Of course, the Jag was anything but the precision tool its German counterpart offers, relying instead on front-engine, rear-wheel-drive dynamics and the theatrics of growling supercharged V6 and V8 engines.

The latter required that you treat it with the utmost respect, caress the throttle to get the best out of it and avoid getting giddy with the controls lest it send you barrelling into hedges.

For many, the V6 was always the sweeter of the models, dishing out just the right amount of power at the driver’s disposal. This has remained true. However the inclusion of the all-wheel-drive V8 variants — including the SVR — has made the more powerful model a much more civil, yet savage animal to live with.

While both the V6 and V8 have moved upstream in pricing — both costing on the wrong side of R1m — they have decidedly left a niche in the sub-R1m mark, where Porsche’s 718 Boxster and Cayman reside.

Now the British marque has set its cat among the pigeons in the form of the F-Type 2.0l.

Yes, the F-Type can now be ordered with a four-cylinder turbocharged engine and you might be wondering "what are they thinking?"

Thankfully there is method to the madness and the new Ingenium engine offers the F-Type experience and ownership to a wider audience that might be happy to forgo the bigger engines but still have the slick, good looks of the model.

While the engine might not be the most muscular in its segment, it pushes out a credible 221kW and 400Nm via the eight-speed automatic gearbox driving the rear wheels.

Cosmetically, the model still offers all the styling hallmarks that have made it such an endearing thing to behold. The major cosmetic differences can be seen at the rear, where the 2.0l variant boasts a centrally mounted tailpipe.

We were let lose on the Kyalami racetrack where the company was at pains to prove that the lesser-endowed model wasn’t lacking in the dynamic or power departments.

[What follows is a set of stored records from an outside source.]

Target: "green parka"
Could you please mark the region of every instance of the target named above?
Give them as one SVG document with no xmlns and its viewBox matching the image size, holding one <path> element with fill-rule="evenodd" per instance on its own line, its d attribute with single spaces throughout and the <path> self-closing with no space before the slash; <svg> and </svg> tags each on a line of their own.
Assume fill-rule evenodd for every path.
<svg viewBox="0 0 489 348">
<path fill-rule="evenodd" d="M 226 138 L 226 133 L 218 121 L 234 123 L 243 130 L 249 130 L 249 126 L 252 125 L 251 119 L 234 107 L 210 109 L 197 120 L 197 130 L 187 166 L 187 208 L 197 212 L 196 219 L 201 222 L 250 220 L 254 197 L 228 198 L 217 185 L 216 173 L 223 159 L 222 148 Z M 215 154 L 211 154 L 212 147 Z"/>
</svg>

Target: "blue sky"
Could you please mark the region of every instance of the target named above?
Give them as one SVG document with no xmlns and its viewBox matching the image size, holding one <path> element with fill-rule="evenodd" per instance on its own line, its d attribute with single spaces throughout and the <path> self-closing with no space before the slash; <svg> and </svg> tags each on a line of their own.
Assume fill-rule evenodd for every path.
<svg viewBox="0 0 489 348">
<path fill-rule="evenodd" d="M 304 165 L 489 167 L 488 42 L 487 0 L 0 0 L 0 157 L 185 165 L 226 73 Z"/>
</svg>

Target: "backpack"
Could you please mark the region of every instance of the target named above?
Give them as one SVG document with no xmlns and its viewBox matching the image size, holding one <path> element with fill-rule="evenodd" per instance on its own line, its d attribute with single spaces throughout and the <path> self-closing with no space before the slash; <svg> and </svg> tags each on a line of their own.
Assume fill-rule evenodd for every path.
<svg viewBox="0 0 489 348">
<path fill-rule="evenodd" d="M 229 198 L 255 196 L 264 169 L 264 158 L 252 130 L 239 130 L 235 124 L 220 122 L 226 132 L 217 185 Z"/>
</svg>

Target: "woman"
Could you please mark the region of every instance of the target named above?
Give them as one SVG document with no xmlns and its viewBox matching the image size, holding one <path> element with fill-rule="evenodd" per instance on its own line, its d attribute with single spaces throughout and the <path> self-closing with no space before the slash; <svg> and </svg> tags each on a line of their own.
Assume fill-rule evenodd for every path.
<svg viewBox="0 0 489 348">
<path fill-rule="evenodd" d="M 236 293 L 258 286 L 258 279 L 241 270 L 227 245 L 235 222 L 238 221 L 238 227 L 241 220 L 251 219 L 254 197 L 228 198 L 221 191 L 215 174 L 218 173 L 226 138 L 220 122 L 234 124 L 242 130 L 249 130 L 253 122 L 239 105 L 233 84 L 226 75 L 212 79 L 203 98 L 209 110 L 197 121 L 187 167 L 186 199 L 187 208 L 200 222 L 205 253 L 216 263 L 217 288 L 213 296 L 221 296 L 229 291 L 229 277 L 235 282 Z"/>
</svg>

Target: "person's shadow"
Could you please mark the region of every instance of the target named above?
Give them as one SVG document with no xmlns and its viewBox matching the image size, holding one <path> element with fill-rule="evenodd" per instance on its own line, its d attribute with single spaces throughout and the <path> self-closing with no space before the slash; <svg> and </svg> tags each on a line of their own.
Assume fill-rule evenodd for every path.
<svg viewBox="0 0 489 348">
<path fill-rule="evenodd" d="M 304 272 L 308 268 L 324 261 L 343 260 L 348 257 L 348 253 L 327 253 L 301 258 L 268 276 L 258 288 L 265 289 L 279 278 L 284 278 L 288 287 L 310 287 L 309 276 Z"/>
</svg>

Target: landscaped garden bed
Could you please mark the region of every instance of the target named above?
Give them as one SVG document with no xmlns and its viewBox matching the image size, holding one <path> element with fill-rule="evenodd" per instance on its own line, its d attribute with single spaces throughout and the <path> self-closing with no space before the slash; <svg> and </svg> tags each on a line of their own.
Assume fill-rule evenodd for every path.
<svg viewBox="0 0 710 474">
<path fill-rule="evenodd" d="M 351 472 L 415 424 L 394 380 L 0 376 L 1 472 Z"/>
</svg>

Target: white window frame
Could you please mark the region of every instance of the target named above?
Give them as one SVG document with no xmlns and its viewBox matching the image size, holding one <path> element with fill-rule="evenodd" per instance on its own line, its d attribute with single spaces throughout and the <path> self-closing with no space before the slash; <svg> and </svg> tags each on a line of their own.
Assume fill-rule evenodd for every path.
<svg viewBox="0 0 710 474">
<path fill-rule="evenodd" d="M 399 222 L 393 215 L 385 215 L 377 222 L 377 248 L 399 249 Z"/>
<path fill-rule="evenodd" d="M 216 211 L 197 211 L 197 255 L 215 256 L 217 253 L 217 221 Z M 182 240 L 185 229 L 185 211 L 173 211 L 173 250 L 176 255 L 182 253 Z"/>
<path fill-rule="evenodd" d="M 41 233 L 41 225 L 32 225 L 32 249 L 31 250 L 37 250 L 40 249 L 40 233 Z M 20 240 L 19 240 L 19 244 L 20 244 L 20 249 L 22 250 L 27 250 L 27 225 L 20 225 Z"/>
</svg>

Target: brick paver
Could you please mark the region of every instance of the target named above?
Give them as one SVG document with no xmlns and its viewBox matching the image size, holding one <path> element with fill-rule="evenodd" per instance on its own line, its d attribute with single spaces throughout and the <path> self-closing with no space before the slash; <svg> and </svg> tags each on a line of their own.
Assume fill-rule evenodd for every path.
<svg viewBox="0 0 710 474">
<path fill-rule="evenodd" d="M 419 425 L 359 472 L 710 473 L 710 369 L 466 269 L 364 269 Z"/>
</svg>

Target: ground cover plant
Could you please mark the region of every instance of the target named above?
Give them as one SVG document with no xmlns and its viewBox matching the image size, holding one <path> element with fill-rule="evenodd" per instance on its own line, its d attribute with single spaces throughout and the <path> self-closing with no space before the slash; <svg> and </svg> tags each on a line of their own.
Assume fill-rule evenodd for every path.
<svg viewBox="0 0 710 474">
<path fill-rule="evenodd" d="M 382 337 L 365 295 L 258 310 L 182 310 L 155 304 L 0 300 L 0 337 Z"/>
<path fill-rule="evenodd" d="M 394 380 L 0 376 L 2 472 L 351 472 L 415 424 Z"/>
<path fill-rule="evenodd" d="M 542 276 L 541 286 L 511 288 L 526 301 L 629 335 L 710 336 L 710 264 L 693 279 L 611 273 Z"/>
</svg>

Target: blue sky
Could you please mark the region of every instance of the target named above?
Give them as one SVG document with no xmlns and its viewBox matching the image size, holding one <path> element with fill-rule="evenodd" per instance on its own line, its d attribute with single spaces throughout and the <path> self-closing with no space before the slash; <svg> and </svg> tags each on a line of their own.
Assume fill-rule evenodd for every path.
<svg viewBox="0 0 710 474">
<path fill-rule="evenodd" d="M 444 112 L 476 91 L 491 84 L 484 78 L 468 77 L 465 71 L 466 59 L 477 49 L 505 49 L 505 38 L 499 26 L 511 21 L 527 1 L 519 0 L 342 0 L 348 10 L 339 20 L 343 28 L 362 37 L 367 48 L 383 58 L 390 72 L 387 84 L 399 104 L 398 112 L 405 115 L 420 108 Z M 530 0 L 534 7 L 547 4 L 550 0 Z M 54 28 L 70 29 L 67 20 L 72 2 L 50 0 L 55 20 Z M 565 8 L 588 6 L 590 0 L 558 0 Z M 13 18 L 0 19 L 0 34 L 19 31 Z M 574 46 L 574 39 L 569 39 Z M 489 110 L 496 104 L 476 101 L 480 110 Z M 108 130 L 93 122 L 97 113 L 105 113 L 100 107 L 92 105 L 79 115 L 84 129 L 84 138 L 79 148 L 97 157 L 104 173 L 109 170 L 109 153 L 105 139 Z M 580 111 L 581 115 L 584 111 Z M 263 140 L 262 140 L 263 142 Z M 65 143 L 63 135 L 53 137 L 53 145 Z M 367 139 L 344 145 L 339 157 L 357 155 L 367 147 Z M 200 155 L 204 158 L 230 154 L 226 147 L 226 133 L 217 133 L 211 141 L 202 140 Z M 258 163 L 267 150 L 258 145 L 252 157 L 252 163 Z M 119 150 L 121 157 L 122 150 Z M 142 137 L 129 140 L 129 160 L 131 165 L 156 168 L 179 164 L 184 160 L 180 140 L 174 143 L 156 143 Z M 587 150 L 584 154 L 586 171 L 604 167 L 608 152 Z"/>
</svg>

We also put it through its paces around a gymkhana to see how it fares in the agility stakes. I can report that the 2.0l variant sparkles.

Thanks to less weight on the front axle and the smaller and lighter engine, the vehicle darted through the gymkhana with a superb level of agility.

Then it was on to the main track to see how capable the engine is and whether it can exploit the sorted chassis to maximum effect.

While the engine decidedly suffers from turbo lag from the off, it does manage to get going fairly well once past that twi-light zone.

Then there is the handling and steering feedback, and on both counts it is well sorted. You can get on the power early without the fear of the rear coming around to bite you and this new entry model is all the F-Type most people require.